Duration, simply, is a measure of a bond price’s sensitivity to changes in interest rates. Given the inverse relationship between bond yields and prices, a bond with a longer duration should theoretically experience a larger price decline when rates fall than a bond with shorter duration, all else equal. If rates fall, longer-duration bond prices rise more than the prices of bonds with shorter durations. To illustrate, consider a bond with a duration of 6.0. With a 1% rise in interest rates, the bond’s price will fall roughly 6%. With a 1% decline in rates, the bond’s price will rise roughly 6%.

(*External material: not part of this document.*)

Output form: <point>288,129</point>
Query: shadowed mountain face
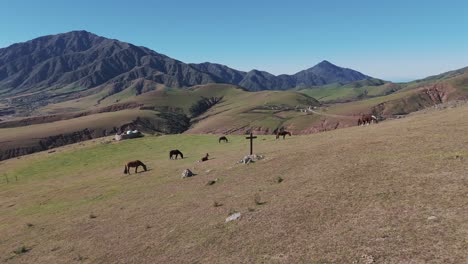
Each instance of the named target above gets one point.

As it relates to the calculation of a bond’s duration, one of the other considerations is that duration rises as yields fall. The consequence of this is that the 40-year global decline in rates has steadily extended core fixed income duration, which is now at record levels for many bond indexes. We saw especially sharp increases in duration this year following the collapse in rates, meaning that even a slight uptick in rates could send bond prices sharply lower.

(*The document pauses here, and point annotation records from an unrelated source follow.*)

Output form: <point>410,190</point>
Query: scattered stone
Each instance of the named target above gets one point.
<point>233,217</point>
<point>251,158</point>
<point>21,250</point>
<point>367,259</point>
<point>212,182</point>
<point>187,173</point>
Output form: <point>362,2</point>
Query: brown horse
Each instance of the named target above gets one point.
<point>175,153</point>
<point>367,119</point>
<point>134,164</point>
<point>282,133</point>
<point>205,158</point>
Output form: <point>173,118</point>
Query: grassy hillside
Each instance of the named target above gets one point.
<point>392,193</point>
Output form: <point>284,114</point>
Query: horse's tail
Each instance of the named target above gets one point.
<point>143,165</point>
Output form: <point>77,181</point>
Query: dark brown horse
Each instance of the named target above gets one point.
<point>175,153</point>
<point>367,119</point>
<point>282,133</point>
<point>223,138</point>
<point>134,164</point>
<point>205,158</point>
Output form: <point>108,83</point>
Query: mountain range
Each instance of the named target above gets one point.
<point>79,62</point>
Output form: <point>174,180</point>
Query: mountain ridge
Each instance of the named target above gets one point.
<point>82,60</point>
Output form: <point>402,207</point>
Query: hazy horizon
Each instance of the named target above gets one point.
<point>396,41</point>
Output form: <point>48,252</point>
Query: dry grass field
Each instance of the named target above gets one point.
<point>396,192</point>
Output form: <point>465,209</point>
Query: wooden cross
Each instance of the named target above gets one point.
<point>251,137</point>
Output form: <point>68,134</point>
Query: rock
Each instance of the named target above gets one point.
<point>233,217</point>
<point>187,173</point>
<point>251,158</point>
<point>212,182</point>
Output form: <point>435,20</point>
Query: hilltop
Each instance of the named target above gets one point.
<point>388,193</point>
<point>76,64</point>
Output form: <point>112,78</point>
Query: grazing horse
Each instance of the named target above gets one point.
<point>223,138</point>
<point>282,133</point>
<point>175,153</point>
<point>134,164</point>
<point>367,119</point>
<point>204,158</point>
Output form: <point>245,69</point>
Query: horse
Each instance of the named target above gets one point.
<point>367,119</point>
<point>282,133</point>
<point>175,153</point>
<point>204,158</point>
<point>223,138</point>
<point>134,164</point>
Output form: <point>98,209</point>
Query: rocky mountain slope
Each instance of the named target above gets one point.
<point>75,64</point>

Duration has extended across the core fixed income universe
Source: Bloomberg Barclays U.S. Aggregate Bond Index, Bloomberg Barclays Global Aggregate Bond Index, ICE BofAML U.S. Corporate Index, ICE BofAML U.S. Treasury Index, July 31, 2008–September 30, 2020.
- As yields have fallen, duration has risen for many fixed income indexes.
- Core fixed income indexes are now much more interest-rate sensitive than ever before.
- Empirical duration measures for sub-investment grade credit find that these asset classes are less exposed to duration risk and, in fact, perform well during rising rate environments.